Resumo
O MOÇAMBOLA-2026 só poderá começar em abril devido à falta de datas para a realização da Assembleia-Geral da Liga Moçambicana de Futebol, necessária para aprovar relatórios e orçamentos. O arranque previsto para março foi adiado, com o presidente da LMF, Alberto Simango Júnior, a garantir um campeonato mais económico e tranquilo, graças a parcerias e redução de custos, como nas despesas com viagens aéreas. O início do Moçambola estava inicialmente planeado entre 28 de março e 4 de abril, mas a realização da AG é essencial para o arranque da competição.
O facto deve-se à indisponibilidade de datas para o efeito, devido a um calendário que se tornou escasso devido às imposições legais para o desenvolvimento de acções preparatórias para o arranque do Moçambola.
Com efeito, uma das acções centrais no quadro do processo preparatório para o início do Moçambola é a realização da Assembleia-Geral da Liga Moçambicana de Futebol (LMF), entidade que organiza a competição.
Na reunião da Assembleia-Geral, por hábito, os clubes associados à LMF discutem e aprovam os relatórios de contas e actividades da temporada anterior e, ainda, o plano de actividades e orçamento da temporada prestes a iniciar.

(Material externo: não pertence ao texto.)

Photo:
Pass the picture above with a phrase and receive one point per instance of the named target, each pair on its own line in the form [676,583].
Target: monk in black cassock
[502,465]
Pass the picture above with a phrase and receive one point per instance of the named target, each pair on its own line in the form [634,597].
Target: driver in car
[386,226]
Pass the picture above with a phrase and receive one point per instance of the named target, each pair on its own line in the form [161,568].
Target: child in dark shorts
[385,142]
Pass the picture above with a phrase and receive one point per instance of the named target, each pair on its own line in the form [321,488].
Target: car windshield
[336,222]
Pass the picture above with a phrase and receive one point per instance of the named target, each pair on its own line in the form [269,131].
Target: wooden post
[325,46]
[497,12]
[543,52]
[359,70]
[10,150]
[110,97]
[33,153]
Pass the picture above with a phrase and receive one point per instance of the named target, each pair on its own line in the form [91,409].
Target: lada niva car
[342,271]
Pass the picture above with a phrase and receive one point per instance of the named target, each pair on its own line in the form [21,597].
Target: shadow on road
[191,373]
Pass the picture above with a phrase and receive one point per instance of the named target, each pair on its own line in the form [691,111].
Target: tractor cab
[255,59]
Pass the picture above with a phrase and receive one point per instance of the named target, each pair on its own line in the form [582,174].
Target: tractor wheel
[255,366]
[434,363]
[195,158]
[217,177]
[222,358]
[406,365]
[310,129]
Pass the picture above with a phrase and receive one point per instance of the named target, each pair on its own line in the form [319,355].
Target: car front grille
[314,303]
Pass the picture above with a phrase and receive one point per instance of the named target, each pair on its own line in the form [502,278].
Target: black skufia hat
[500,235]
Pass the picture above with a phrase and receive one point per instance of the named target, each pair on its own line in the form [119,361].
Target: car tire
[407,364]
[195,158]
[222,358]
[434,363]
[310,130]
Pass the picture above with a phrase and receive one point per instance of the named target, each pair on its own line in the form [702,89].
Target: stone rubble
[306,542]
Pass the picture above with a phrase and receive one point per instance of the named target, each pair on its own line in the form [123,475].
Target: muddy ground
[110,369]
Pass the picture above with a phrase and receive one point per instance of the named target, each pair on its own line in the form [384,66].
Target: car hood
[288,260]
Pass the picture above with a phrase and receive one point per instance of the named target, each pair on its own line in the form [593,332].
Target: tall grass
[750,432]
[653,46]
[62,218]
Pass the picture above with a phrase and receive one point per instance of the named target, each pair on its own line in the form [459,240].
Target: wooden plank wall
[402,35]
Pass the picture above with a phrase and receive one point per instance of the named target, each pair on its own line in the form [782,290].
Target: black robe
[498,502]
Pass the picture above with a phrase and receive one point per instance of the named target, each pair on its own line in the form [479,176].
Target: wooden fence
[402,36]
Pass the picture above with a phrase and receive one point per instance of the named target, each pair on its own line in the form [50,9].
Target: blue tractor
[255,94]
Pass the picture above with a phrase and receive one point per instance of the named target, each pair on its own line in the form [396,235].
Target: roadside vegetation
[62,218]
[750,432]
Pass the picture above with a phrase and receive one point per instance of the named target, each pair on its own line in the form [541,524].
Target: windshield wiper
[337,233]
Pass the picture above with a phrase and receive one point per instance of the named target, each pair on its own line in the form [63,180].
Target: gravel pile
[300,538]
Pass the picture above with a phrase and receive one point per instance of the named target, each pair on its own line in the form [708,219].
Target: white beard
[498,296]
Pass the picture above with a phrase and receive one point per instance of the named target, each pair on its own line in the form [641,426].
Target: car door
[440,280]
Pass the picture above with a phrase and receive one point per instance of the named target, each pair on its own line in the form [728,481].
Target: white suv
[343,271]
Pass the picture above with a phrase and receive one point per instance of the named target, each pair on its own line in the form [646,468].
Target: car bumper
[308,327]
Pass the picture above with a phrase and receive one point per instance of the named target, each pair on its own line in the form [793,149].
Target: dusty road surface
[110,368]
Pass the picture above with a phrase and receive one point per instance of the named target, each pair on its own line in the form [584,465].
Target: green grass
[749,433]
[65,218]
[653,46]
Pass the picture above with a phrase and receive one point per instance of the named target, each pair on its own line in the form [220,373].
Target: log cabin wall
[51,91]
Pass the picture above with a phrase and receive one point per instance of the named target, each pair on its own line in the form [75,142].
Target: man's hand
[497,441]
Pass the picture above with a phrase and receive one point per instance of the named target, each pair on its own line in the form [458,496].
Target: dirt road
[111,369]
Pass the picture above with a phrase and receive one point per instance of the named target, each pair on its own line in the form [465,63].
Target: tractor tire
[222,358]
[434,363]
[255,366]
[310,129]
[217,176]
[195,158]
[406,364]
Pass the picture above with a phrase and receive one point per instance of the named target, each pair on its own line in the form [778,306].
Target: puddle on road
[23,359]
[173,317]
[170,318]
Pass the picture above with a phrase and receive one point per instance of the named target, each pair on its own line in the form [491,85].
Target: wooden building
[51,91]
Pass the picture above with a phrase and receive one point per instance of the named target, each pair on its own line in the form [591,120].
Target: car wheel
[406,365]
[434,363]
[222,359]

Essa reunião é, segundo os Estatutos da LMF, convocada com uma antecedência mínima de 10 dias, o que significa que, a ser marcada esta quarta-feira (18), a mesma só pode acontecer precisamente no próximo sábado (28), primeiro dia previsto para o arranque da prova.
É neste contexto que, sem a convocação da reunião da AG feita, está praticamente fora de hipótese o arranque do Moçambola ainda no presente mês.
Aliás, a certeza de que o Moçambola não arranca em Março esteve sempre em cima da mesma.
O próprio presidente da LMF, Alberto Simango Júnior, disse, no dia 20 de Fevereiro, que o arranque do Moçambola estava previsto para acontecer entre o último sábado de Março (28) e o primeiro de Abril (4).
Na altura, recorde-se, Simango garantiu que a LMF iria organizar um campeonato tranquilo e sem sobressaltos e que teria um custo de praticamente metade dos 140.000.000,00 MT (cento e quarenta milhões de meticais) que eram necessários nas épocas anteriores. A redução, lembrou o dirigente, nasceria da combinação de jornadas.
“A garantia que existe é que a LMF tem parceiros. Até aqui, não temos nenhum dos nossos patrocinadores que tenha desistido. Portanto, somando os valores de patrocínio que esperamos arrecadar, isso dá-nos algum conforto para dizer que sim e seguramente esperamos de outros tantos que poderão se juntar à causa, de maneira que possamos ter um Moçambola tranquilo e sem sobressaltos”, disse, na altura, o dirigente.
“Fizemos um ensaio tendo como base de cotação o preço de passagens aéreas da época passada. Esse ensaio permitiu-nos ver que só de passagens aéreas reduzimos cerca de 50 por cento. No ano passado tínhamos uma factura acima de 140 milhões, e este modelo que ensaiámos nos dá uma margem de folga de 73 milhões”, explicou.